These tools will no longer be maintained as of December 31, 2024. Archived website can be found here. PubMed4Hh GitHub repository can be found here. Contact NLM Customer Service if you have questions.


PUBMED FOR HANDHELDS

Search MEDLINE/PubMed


  • Title: Unloading and reloading working memory: attending to one item frees capacity.
    Author: Souza AS, Rerko L, Oberauer K.
    Journal: J Exp Psychol Hum Percept Perform; 2014 Jun; 40(3):1237-56. PubMed ID: 24730737.
    Abstract:
    During the retention interval of a working memory task, presenting a retro-cue directs attention to 1 of the items in working memory. Testing the cued item leads to faster and more accurate responses. We contrasted 5 explanations of this benefit: (a) removal of noncued items, (b) strengthening of the cued item, (c) protection from probe interference, (d) protection from degradation, and (e) prioritization during the decision process.

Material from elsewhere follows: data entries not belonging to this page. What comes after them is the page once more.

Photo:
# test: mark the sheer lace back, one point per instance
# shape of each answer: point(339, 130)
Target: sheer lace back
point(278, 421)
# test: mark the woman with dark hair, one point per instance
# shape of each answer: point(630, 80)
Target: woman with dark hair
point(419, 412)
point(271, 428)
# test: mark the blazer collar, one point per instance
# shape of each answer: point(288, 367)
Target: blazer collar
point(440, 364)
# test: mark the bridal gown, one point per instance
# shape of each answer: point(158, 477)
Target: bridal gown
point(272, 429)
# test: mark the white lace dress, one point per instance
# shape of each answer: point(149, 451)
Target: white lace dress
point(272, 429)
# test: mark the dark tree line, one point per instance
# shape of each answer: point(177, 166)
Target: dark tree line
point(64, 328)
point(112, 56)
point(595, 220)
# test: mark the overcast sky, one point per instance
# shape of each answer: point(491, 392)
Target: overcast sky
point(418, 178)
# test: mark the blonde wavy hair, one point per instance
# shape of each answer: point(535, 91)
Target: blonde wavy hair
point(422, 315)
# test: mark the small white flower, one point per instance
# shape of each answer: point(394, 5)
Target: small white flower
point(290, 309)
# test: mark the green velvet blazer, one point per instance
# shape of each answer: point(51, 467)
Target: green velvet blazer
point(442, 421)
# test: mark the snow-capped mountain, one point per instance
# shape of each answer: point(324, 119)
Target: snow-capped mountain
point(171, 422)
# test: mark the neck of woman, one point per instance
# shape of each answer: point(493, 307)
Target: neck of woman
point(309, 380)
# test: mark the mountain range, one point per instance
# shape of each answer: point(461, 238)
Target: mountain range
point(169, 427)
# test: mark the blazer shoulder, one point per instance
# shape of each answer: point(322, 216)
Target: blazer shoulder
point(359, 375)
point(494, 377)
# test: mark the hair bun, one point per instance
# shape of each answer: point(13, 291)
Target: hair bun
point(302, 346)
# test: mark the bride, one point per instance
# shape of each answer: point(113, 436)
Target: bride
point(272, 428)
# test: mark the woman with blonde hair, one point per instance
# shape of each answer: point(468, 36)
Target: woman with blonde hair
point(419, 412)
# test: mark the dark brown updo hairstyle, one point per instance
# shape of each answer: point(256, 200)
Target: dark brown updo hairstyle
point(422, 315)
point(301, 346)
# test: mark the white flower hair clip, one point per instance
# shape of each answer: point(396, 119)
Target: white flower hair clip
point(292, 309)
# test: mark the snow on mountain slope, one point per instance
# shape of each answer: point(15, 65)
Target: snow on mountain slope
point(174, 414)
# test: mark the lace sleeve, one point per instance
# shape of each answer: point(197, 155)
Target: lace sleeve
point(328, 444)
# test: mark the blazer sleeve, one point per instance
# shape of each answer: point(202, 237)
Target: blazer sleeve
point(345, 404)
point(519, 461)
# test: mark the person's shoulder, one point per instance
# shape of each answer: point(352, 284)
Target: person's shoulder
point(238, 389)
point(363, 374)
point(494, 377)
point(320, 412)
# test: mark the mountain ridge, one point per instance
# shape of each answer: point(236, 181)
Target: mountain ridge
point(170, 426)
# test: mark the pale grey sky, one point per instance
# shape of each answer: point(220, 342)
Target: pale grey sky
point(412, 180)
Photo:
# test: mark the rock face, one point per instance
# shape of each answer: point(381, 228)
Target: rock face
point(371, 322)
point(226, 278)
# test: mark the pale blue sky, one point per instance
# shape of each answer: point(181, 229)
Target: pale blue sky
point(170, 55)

Experiment 1 showed that retro-cues reduced the set size effect in a visual recognition task, and did so increasingly with more time available to use the retro-cue. This finding is predicted only by Hypotheses 1 and 2. Hypotheses 3 through 5 were ruled out as explanations of the retro-cue benefit in this experiment. In Experiments 2 and 3, participants encoded 2 sequentially presented memory sets. In half of the trials, 1 item from the first set was retro-cued during the interset interval. Retro-cues improved memory for the second set. This reloading benefit is predicted only by the removal hypothesis: Irrelevant contents are removed from working memory, freeing capacity to encode new contents. Experiment 3 also yielded evidence that strengthening of the cued item might contribute to the retro-cue effect.